As President Donald Trump uses trade tariffs as leverage for Nafta negotiations, an advisor explains why the domestic market is increasingly attractive for investors

Why trade war could mean bargains in local equities

President Donald Trump’s tactic of using the threat of trade tariffs to coerce Canada into a new Nafta deal means there could be bargains in the local equity market, according to one advisor.

Robert Luft, portfolio manager, Luft Financial, HollisWealth, says the prospect of a trade war over steel and aluminum exports, and the increased uncertainty over Nafta negotiations, means Canadian investors risk purchasing US equities at an all-time high while getting “destroyed” by the rising US dollar.

If the loonie continues to weaken and Trump’s strong-arm approach grinds down Canadian equities, Luft says investors should resist the kneejerk reaction to flee to the US markets.

He said: “As a Canadian, if you’re buying into these foreign markets, from an investor’s standpoint with your 75-cents dollar, you can have major problems down the road. When these commodities cycles change and all of sudden we’re back in favour and our dollar goes back up to parity, then what are you doing?”

He added: “You have to ask yourself, when everybody is crowding one trade, which is the US equity markets, perhaps you should be looking at deals domestically.

“If you are rebalancing, think of it this way: if you are taking some profits off your US equities at all-time highs during a rebalancing process, you’re getting more Canadian dollars now than you were a year ago and you’re picking up a Canadian stock market that nobody really wants, so you’re getting a fairly good dividend yield.

“Obviously, you might want to stay out of the way of too much oil and gas, and energy and commodities, because we all know how volatile they are. But if you are sticking to good large cap dividend players in Canada, the things that will benefit from rising interest rates, like insurance companies, I don’t think you are going to go too far wrong.”

Luft said the more Trump slays the Canadian commodities market, the more attractive they become to investors. He said his firm has not made a tactical play into the sector other than a couple of large cap stocks, but the Vancouver-based advisor admitted the space is getting more interesting.

He said: “If you are a classic Benjamin Graham disciple and you look at commodities in general, are they expensive right now or cheap? They’ve been destroyed. So how much cheaper do these things get? They don’t go to zero, so I think the commodities sector starts to look more and more interesting the more and more these things start to collaborate.

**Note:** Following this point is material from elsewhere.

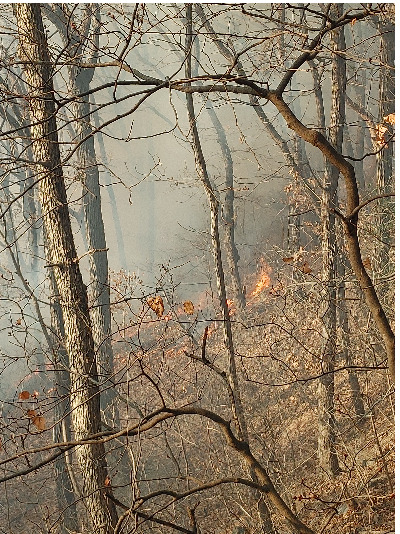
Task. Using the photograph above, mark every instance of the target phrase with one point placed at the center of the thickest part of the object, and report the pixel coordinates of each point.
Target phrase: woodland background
(197, 268)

“You start to look at gold, base metals, you start to go, ok these have really been pummelled and this guy [Trump] is really helping that.”

Luft said that while canny investors and active advisors could find buying opportunities amid the volatility of a trade war, they will have to “play the companies and not the market”. For the domestic economy as a whole, though, he said the damage caused by Trump’s bully-boy tactics backs Canada into a corner.

He said: “The difficulty there is obviously if he gets protectionist, what people forget is it’s going to increase all the input costs of all those products and that’s going to be inflationary. If it’s inflationary and it raises the price of these goods, and decreases the demand for these goods, the repercussion could be if people buy less widgets, then those companies lay people off. So the end game is you get job losses.

“We’re an economy of 35 million, they’re 350 million. They know we have things that if dropped on one foot, it hurts. [Steel and aluminum] is what we export. They’re a massive, massive consumption of our export available goods.

“Who holds the power there? You can’t retaliate to your big brother when he’s ten times bigger than you. At the end of the day, you don’t play and you get whacked or you do what they say.”